Robert Trivers, professor of anthropology and biological sciences at Rutgers University.

 
Credit: Nick Romanenko

The Royal Swedish Academy of Sciences announced that it will award the 2007 Crafoord Prize in biosciences to Robert Trivers, professor of anthropology and biological sciences in New Brunswick.

The Crafoord Prize promotes international basic research in disciplines that complement those for which the Nobel Prizes are awarded. These include astronomy and mathematics, geosciences, biosciences (with a particular emphasis on ecology), and rheumatoid arthritis. In contrast, the science Nobel Prizes focus specifically on chemistry, physics, and medicine.

The Crafoord Prize award is $500,000. Trivers will receive his prize from the Queen of Sweden during ceremonies on April 26. These ceremonies will also commemorate the 25th anniversary of the Crafoord Prize, one of the world’s largest scientific prizes.

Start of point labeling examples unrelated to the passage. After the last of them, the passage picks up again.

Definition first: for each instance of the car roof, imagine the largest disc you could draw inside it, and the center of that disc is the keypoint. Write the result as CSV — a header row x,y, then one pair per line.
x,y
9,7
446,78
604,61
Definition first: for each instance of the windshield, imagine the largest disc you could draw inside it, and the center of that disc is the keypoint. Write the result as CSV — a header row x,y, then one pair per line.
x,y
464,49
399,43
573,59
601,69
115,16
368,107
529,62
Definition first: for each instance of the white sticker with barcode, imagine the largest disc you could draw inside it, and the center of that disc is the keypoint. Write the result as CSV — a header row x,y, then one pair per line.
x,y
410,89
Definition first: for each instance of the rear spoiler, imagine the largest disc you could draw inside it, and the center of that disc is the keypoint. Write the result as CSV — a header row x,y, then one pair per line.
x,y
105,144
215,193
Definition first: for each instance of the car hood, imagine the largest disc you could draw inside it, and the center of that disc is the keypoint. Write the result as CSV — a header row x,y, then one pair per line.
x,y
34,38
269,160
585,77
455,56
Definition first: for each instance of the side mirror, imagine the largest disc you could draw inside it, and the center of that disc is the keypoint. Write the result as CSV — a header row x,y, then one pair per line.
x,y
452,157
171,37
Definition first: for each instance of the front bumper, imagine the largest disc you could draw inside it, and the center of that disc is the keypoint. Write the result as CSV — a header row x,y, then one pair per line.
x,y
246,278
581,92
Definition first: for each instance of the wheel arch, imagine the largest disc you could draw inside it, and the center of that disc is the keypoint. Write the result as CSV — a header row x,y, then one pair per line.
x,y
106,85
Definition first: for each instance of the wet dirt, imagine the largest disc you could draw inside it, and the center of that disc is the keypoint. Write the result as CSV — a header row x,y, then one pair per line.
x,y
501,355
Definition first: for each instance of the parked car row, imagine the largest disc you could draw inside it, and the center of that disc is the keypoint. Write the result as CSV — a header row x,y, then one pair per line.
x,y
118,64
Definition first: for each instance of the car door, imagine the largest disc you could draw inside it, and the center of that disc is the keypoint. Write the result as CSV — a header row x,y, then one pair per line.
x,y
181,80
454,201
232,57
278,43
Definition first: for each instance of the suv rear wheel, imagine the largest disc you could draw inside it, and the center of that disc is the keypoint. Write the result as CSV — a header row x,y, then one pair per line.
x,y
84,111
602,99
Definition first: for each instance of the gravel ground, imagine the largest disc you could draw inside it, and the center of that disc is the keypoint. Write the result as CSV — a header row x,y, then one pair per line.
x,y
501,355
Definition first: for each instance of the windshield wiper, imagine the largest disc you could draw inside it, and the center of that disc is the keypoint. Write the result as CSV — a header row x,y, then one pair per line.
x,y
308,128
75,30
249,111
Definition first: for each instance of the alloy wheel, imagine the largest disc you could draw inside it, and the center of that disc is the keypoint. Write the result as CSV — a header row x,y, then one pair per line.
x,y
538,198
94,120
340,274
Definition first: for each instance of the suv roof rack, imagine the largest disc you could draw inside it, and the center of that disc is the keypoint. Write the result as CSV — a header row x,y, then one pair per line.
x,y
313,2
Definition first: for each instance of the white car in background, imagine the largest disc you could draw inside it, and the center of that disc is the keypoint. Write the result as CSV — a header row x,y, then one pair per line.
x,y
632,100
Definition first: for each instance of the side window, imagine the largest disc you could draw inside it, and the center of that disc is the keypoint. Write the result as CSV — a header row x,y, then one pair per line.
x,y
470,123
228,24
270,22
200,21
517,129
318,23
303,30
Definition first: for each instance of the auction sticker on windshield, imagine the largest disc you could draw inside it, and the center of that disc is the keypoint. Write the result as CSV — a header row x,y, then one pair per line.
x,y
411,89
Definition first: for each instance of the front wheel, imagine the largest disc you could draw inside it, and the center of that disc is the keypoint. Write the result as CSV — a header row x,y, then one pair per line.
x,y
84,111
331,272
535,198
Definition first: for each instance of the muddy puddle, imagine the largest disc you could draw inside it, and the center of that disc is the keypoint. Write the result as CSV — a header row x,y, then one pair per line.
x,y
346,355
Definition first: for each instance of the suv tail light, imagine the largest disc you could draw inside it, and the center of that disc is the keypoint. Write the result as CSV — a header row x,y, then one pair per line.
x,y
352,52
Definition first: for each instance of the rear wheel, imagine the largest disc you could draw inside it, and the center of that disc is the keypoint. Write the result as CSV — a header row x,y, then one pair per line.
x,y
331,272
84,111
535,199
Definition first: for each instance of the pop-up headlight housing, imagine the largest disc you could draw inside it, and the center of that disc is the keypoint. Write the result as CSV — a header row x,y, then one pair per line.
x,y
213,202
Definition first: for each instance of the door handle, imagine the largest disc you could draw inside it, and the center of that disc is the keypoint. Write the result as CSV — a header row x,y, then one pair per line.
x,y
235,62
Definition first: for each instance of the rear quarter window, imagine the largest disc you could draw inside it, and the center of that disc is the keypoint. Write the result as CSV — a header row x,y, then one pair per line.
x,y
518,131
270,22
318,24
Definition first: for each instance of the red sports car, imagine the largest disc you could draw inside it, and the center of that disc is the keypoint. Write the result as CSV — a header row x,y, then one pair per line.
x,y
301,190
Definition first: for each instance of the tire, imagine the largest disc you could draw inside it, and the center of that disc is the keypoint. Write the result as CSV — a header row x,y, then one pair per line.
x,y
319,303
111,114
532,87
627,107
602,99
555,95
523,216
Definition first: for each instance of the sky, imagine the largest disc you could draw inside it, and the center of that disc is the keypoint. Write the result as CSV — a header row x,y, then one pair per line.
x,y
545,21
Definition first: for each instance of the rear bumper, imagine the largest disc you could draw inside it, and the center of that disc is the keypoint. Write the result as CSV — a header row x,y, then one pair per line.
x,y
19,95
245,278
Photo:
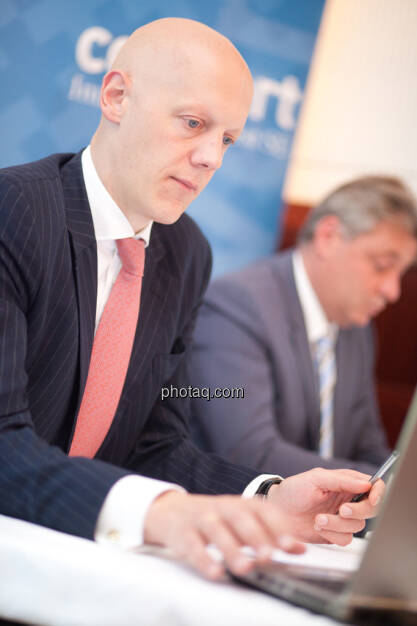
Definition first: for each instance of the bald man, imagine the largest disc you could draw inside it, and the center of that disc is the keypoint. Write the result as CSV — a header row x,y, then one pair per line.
x,y
169,113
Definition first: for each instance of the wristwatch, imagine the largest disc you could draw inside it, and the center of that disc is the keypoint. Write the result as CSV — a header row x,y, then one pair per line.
x,y
266,485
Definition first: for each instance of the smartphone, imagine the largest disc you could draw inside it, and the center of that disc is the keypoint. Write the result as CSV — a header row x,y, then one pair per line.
x,y
380,473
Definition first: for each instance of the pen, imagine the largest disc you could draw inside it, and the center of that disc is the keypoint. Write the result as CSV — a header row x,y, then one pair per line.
x,y
380,473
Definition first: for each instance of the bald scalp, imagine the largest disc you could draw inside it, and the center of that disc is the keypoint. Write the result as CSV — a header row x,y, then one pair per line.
x,y
169,48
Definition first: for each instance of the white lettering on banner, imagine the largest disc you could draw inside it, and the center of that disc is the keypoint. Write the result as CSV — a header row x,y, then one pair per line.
x,y
288,95
89,63
93,61
83,91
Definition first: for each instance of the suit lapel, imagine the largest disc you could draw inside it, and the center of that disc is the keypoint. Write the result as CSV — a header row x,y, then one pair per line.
x,y
301,351
84,259
345,364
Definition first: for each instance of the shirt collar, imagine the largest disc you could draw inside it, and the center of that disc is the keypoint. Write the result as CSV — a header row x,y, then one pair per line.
x,y
109,221
317,324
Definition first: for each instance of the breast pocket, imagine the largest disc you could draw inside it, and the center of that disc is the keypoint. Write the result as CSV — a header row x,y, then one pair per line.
x,y
164,366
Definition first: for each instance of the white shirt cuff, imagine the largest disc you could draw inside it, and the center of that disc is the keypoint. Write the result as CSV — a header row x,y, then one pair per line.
x,y
121,519
250,489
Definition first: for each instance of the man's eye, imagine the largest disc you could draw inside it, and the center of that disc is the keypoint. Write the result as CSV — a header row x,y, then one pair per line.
x,y
192,123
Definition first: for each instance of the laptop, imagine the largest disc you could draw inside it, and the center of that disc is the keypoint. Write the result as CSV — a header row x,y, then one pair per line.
x,y
383,590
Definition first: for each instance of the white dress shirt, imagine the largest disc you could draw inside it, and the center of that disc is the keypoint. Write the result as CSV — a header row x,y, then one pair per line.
x,y
315,320
122,516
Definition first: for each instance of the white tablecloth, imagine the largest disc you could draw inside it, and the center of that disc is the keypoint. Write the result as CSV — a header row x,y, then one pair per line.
x,y
50,578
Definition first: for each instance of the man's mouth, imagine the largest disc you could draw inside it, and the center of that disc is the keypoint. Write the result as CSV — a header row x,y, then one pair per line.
x,y
185,183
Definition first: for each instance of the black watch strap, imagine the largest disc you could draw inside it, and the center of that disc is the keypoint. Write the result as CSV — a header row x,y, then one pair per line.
x,y
266,485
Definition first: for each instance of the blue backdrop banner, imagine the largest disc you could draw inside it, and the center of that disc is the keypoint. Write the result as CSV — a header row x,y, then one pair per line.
x,y
53,54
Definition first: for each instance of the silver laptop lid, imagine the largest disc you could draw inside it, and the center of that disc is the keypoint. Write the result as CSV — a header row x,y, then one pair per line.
x,y
387,575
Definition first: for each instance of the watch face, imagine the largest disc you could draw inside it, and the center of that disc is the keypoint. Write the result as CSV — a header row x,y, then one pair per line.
x,y
265,486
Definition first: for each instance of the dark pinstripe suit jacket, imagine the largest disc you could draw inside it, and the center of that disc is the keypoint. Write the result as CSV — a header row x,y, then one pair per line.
x,y
48,284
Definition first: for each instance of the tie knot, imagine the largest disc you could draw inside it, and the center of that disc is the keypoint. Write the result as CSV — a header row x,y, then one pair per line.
x,y
132,255
323,345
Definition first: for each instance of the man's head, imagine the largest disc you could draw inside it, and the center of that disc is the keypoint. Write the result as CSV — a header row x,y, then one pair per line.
x,y
176,97
356,246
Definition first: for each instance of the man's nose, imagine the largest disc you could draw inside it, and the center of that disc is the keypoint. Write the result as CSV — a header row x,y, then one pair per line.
x,y
208,153
391,287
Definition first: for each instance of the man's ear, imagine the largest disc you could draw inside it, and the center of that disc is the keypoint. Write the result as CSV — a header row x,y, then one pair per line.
x,y
114,90
327,235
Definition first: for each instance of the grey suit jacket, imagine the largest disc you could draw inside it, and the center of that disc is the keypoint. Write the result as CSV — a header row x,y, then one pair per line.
x,y
250,333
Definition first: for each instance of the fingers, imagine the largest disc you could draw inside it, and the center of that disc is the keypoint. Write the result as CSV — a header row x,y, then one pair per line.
x,y
193,550
188,524
366,508
341,480
245,523
338,524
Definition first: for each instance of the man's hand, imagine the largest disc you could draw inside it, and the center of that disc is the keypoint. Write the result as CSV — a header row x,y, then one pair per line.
x,y
315,506
188,523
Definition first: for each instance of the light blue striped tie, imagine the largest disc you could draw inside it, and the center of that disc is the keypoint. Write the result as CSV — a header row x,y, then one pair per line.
x,y
326,368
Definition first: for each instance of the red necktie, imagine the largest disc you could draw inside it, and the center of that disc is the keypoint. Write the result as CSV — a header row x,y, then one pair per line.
x,y
111,352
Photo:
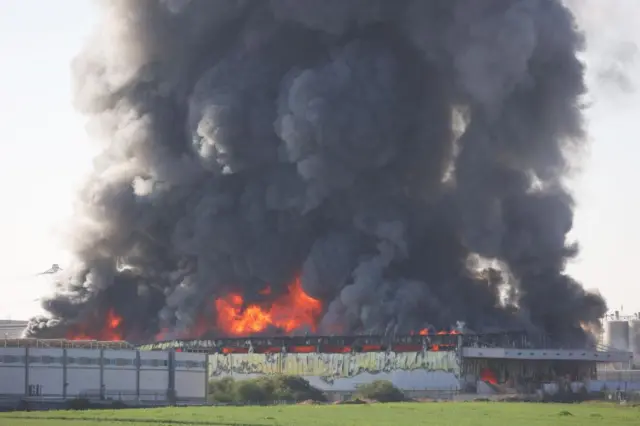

The Academy cited Trivers “for his fundamental analysis of social evolution, conflict and cooperation.” The announcement elaborates: “Robert Trivers is one of the small group of pioneering scientists who began to ponder on the social behaviour patterns of animals and how they might have arisen through evolution. Between 1971 and 1976, he launched five ideas that have been of the greatest importance for the development of sociobiology. They have inspired many behavioural ecologists, who have to a large extent confirmed Trivers’s ideas. ... [He] has laid the theoretical foundations for research on the evolution of social behavioural patterns in animals, a field that is known today as sociobiology and which is a part of the larger field of behavioural ecology.”